While everyone accepts it on faith that Chicago has some unchanging draconian gun laws, the homicide rate in Chicago has increased since the revocation of the Chicago handgun ban (2010), gun registration law (2013) and ban on retail gun shops (2014). This isn’t to say that out-of-state imported weapons aren’t still a huge issue but it’s much easier to get your hands on a local gun now than it was a decade ago.
Gary has not had 300 murders this year so far. Granted, that’s partly due to having fewer people. Gary is also not having quite as many innocent bystanders gunned down.
I said COUNTY, not “country”, and it was not a misspelling. Lake County, Indiana. Which is basically a Chicago suburb.
The point is not whether illegal guns are a sufficient condition for a high murder rate. The specific context is comparing Chicago to other US cities with mainly, among larger ones, and particularly NY, a much lower murder rate. The issue is whether having ‘lax’ gun control laws in a state a few miles away is all the much different from having them in a state an hour away (PA from NY) or a few hours (down the I-95 corridor). There’s no way to prove exactly what difference that distance makes but I would say common sense say not a huge amount, given the perceived need for guns in the communities with huge amounts of gun violence. The theory that having to drive or pay somebody the premium of driving a few more hours makes a huge difference is implausible IMO.
Therefore Indiana gun laws are a weak theory for why the murder rate in Chicago is higher than many other US cities and has a less favorable trend.

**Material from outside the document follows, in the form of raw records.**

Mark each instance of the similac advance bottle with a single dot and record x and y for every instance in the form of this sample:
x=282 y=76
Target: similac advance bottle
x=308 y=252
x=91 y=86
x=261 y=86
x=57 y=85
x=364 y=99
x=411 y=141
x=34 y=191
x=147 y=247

I didn’t jump to the conclusion that ‘gun control never works’. But the differences in murder rates among various cities is poorly explained by them. That’s pretty inescapable IMO if you aren’t already sure of the answer (gun control is really useful or really bad) and willing to torture statistics and make mountains of molehills among differences. Saying it makes a big difference that Indiana is so close to Chicago is an example of that. It’s not like travel is restricted or there are check points leading into other US cities. It’s not as if many if hardly any of the guns are brought into cities spur of the moment rather than planned, or that the violence problem is among people whose lives are otherwise tightly woven into orderly society. It’s people whose lives are outside the laws to begin with. Note that’s not saying ‘if guns were outlawed only outlaws would have guns’. Laws against carrying, in particular, handguns can be useful as part of ‘broken windows policing’ (ie. catching people doing nothing but walking around with illegal handguns who’d probably commit crimes with them eventually)…but that’s not heavily frowned upon now in some quarters. So it’s not NRA sloganeering to say the perpetrators of gun violence are mainly people already outside the law in how they live their lives in general, it’s just true. And that subculture will get guns whether somebody has to drive to Indiana or a few hours further. Nor is it reasonable for Chicago authorities to take the position they can’t lower their murder rate 80+% like NY did until there’s some unrealistic level of US national gun control. Maybe nobody there can lower it as much as NY did. But Indiana gun laws are not much of the reason.
Look at Indianapolis’s murder rate.
You don’t think the criminal monopoly on civilian guns doesn’t help the popularity of gangs?
If the US military bombed all the civilian gun factories and civilian ammunition factories in its own country, on Sundays, and committed to also bombing any new ones that spring up in the future, there would be relatively minimal loss of life and a huge benefit to the rest of society. Even society in other countries. So hunting becomes a bit more primitive, who cares.
Handguns are exclusively murder weapons - they have no other purpose. I know they have another IMAGINARY purpose, but that doesn’t matter. They certainly aren’t protection against the big bad gummint.